Ridge on Sunday
Richard Burgon, Shadow Justice Secretary and MP for Leeds East, talked about a potential conflict with Iran, Labour candidate Ali Milani and Gloria de Piero not standing for reselection.
- On how the UK should react to Iranians seizing UK-flagged ship: “It’s unacceptable for those vessels to be seized and they should be released but what we need to avoid… is a kind of escalation and being dragged in by Donald Trump to something which could be very dangerous indeed.”
- On a potential conflict: “If we end up in a conflict backed by Donald Trump, I think it would not only be comparable with Iraq, in fact it could be even worse than Iraq, and that should really scare everybody.”
Uxbridge, Boris Johnson’s marginal seat…
- On Labour candidate Ali Milani’s tweets: “Quite rightly he’s apologised for those tweets and those tweets are disgraceful. He did them when he was a teenager. He’s been on a programme of learning since then.”
- “I don’t think he should be prevented from being a Labour candidate because of tweets that he’s apologised for that he sent when he was a teenager.”
Gloria de Piero, who said: “A lack of tolerance for different viewpoints in the Labour Party frankly worries me”…
- “She feels that her speech and her explanation to her members has been mischievously misrepresented by the press.”
- “The Labour Party is a broad church. It’s a coalition of socialists, social democrats, trade unionists and other progressives and long may it continue to be that.”
‘Surely you can find candidates in high profile seats who haven’t made offensive comments about Jewish people in the past?’ – @SophyRidgeSky pushes @RichardBurgon on why Labour is supporting Ali Milani. #Ridge
— Ridge on Sunday (@RidgeOnSunday) July 21, 2019
The Andrew Marr Show
There were no representatives of the Labour Party on the programme this week.
Philip Hammond confirmed reports that he will be resigning as Chancellor once Theresa May has resigned as Prime Minister, in the expectation that she will be succeeded by Boris Johnson. Justice Secretary David Gauke has also said he will resign.
- On his frontbench position: “His conditions for serving in his cabinet would include accepting a no deal exit on the 31st of October. That is not something I could ever sign up to. It’s very important that a Prime Minister is able to have a Chancellor that is closely aligned with him in terms of policy, and I therefore intend to resign to Theresa May before she goes to the palace to tender her own resignation on Wednesday.”

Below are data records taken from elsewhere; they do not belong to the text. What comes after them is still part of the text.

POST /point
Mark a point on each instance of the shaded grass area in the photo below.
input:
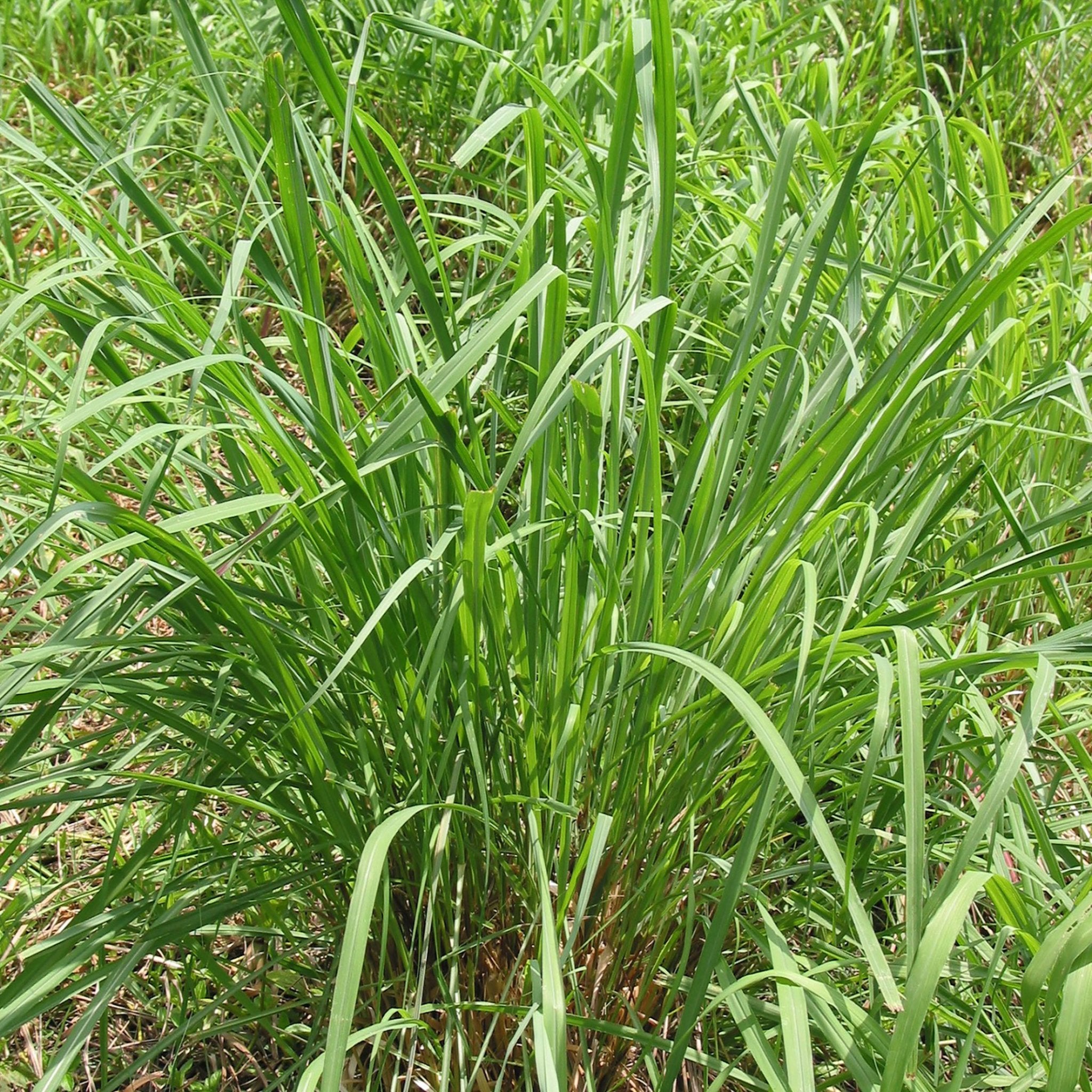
(545, 548)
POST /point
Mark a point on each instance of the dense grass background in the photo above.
(547, 545)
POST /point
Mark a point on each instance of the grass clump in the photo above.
(545, 548)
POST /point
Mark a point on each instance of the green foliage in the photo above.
(558, 532)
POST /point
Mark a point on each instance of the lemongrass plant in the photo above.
(619, 590)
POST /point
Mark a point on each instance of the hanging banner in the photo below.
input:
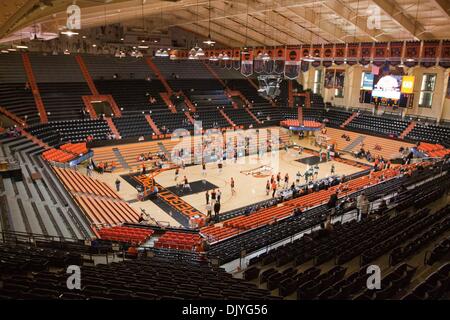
(339, 53)
(380, 53)
(292, 63)
(429, 53)
(448, 88)
(395, 53)
(236, 59)
(365, 53)
(317, 55)
(268, 65)
(258, 63)
(444, 59)
(229, 59)
(412, 51)
(247, 63)
(328, 55)
(352, 53)
(278, 66)
(329, 78)
(339, 79)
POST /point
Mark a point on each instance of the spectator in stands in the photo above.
(362, 206)
(332, 202)
(207, 196)
(216, 208)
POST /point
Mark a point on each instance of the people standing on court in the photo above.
(216, 208)
(213, 196)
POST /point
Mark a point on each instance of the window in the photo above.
(317, 81)
(339, 92)
(426, 90)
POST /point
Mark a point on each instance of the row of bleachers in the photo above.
(80, 183)
(240, 117)
(133, 96)
(179, 241)
(378, 125)
(133, 236)
(103, 67)
(431, 133)
(63, 100)
(144, 279)
(20, 101)
(55, 69)
(133, 126)
(73, 131)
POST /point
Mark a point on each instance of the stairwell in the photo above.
(89, 107)
(407, 130)
(36, 94)
(257, 88)
(19, 121)
(86, 75)
(252, 115)
(152, 124)
(166, 99)
(158, 74)
(227, 118)
(354, 143)
(113, 127)
(215, 75)
(349, 119)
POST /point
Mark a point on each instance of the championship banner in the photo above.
(317, 55)
(306, 53)
(247, 63)
(268, 65)
(292, 63)
(395, 53)
(329, 78)
(327, 55)
(236, 59)
(229, 61)
(448, 88)
(365, 53)
(279, 58)
(444, 60)
(412, 51)
(429, 53)
(352, 53)
(339, 53)
(258, 63)
(380, 53)
(339, 79)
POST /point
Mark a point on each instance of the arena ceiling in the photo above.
(262, 22)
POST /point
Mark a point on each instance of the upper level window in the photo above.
(427, 90)
(317, 81)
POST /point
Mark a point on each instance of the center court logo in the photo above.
(232, 146)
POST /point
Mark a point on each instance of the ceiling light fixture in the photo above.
(209, 41)
(69, 33)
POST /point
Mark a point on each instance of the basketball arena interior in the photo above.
(225, 150)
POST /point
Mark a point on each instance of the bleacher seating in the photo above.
(179, 241)
(133, 126)
(63, 100)
(378, 125)
(430, 133)
(133, 236)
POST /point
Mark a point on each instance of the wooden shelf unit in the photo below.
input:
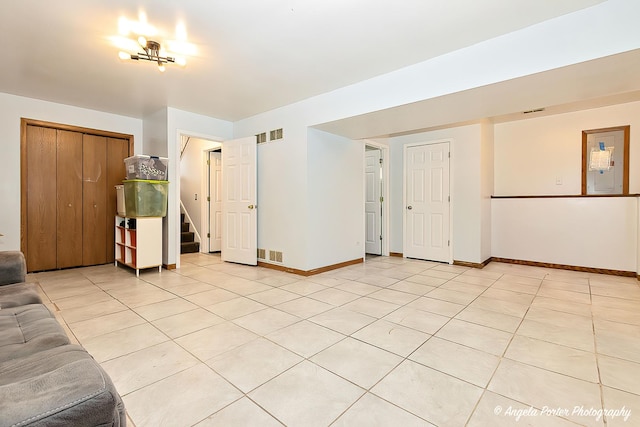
(139, 246)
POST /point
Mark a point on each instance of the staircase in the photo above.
(187, 238)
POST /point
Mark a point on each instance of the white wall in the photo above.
(282, 166)
(336, 202)
(469, 214)
(590, 232)
(193, 176)
(155, 143)
(486, 187)
(12, 109)
(531, 154)
(585, 232)
(179, 123)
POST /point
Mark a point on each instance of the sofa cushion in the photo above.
(61, 386)
(13, 268)
(19, 294)
(28, 329)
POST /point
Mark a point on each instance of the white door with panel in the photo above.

- “I intend to resign after PMQs, before the Prime Minister goes to the palace.”
- On not being “Boris Johnson’s biggest supporter”: “It’s nothing personal. I’ve always got on well with Boris and I find him a very engaging character. And actually, beyond the Brexit question, I don’t have major policy disagreements with him. He’s a middle-of-the-road Conservative, a liberal Conservative.”
“I’m going to resign”
— BBC Politics (@BBCPolitics) July 21, 2019
Simon Coveney, deputy Prime Minister of Ireland, reiterated Ireland’s opposition to removing the backstop from the deal and dismissed the ‘GATT 24’ solution.
- “If the approach of the new British Prime Minister is that they’re going to tear up the withdrawal agreement, then I think we’re in trouble.”
- On the notion that the backstop would not get through the Commons: “I mean, that’s a matter for the British government and the House of Commons, with respect. That’s not a matter for the Irish government.”
- On a time limited backstop, “we’ve always said no to that”; on a “unilateral escape hatch”, “everybody wants to move ahead on the basis of avoiding the use of the backstop, but it does need to be there as a default position if all else fails”.
- On ‘GATT 24’ (which Johnson says would allow the UK to continue trading with the EU without tariffs in a no-deal scenario): “We just don’t think that’s a viable option at all… a non-starter.”
John McDonnell discussed his proposed ‘insourcing revolution’. Asked whether councils would be forced to take on services even if they are currently well-provided by a private company, the Shadow Chancellor said the “preference will be in-house” but councils would “be able to outsource” if they “haven’t got capacity to deliver” the services or it’s a specialist area. The company, however, should pay their staff the living wage, treat employees properly and be regulated, he said.